Am 26. Marz besuchten Vertreter des Kirchenvorstandes zusammen mit Dechant Kemper die Orgelbauwerkstatt. Die renommierte Orgelbaufirma, die nicht nur durch den Bau der großen Paderborger Domorgel auf sich aufmerksam machte, nimmt sich mit großem Sachverstand, handwerklichem und künstlerischem Können der alten Stromberger Orgel an. Nicht nur der historische Prospekt der Orgel, die in vielen Teilen geborsten, verzogen und vom Holzwurm befallen ist, entpuppt sich als echte Herausforderung. Auch die Arbeiten am historischen Pfafenmaterial erfordern die Erfahrung und das ganze Können der Orgelbauer.
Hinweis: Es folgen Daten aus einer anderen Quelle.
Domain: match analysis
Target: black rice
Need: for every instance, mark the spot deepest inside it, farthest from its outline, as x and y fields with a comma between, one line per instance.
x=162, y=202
So konnten beim Besuch in der Werkstatt mitlerweile die ersten restaurierten Pfeifen auf der Intonierlade des Orgelbauers gehört werden. Anstelle von Krepp-Papier halten nun weiße Wachsstreifen die Stimmdeckel der mehr als 200 Jahre alten Pfeifen und werden erst beim Einbau und bei der Intonation in der Kirche zurecht geschnitten. Die problematischen Zinkpfeifen sind inzwischen durch gleich mensurierte neue Zinnpfeifen ausgetauscht worden und ergeben in Verbindung mit den alten Pfeifen ein bruchloses Klangbild. Andere Pfeifen mussten mühsam rekonstruiert werden, weil die alten Pfeifen so beschädigt waren, dass sie nicht mehr zu reparieren sind. Ein weiteres Problem bringt der mechanische Spieltisch von 1978, dessen beweglichen Teile nicht mehr übernommen werden können.

Zur Zeit wird an der großen Windlade des Instrumentes gebaut. Zum ersten Mal stehen dann alle Register in der Kirche und nicht im Turm bzw. Turmbogen, was besonders für die Orgelbässe hörbare Folgen haben wird. Vorher lagen die großen Basspfeifen horizontal gestapelt auf dem Fußboden der Orgelbühne und ihre klangliche Wirkung war nur von unzureichender Qualität.

Nach Ostern werden wohl die Baustützen unter der Orgelbühne durch neue Holzpfeiler ersetzt. Somit wird auch die Empore in der Lambertikirche wieder - wie in der Kreuzkirche - durch vier Pfeiler stabilisiert. Erst danach - voraussichtlich im Sommer - kann mit dem Einbau der mehr als 4 Tonnen schweren Orgel begonnen werden.

Die sieben Farbschichten, die auf dem Gehäuse nachzuweisen sind, werden nicht wieder auf die Grundfarbe rekonstruiert werden können. Die Risse, Verwerfungen und Unebenheiten werden von den Orgelbauern begradigt. Die historischen Hölzer bleiben erhalten und werden durch eine Restaurationsfirma mit einem neuen Farbanstrich versehen. Die weiteren Gehäuseteile werden Massivholz-Konstruktionen sein, weil Tischlerplatten und Sperrhölzer auch klanglich nicht mit dem historischen Gehäuse vereinbar sind. Erst danach beginnt der Einbau der etwa 900 Orgelpfeifen, die dann jeweils einzeln und im Zusammenklang auf den Raum der altehrwürdigen Lambertikirche intoniert werden - eine Arbeit von etwa 6 Wochen. Vielleicht gelingt es, dass am Christkönigsfest - also am letzten Sonntag im Kirchenjahr - die alte Orgel eingeweiht und wieder in Dienst gestellt werden kann.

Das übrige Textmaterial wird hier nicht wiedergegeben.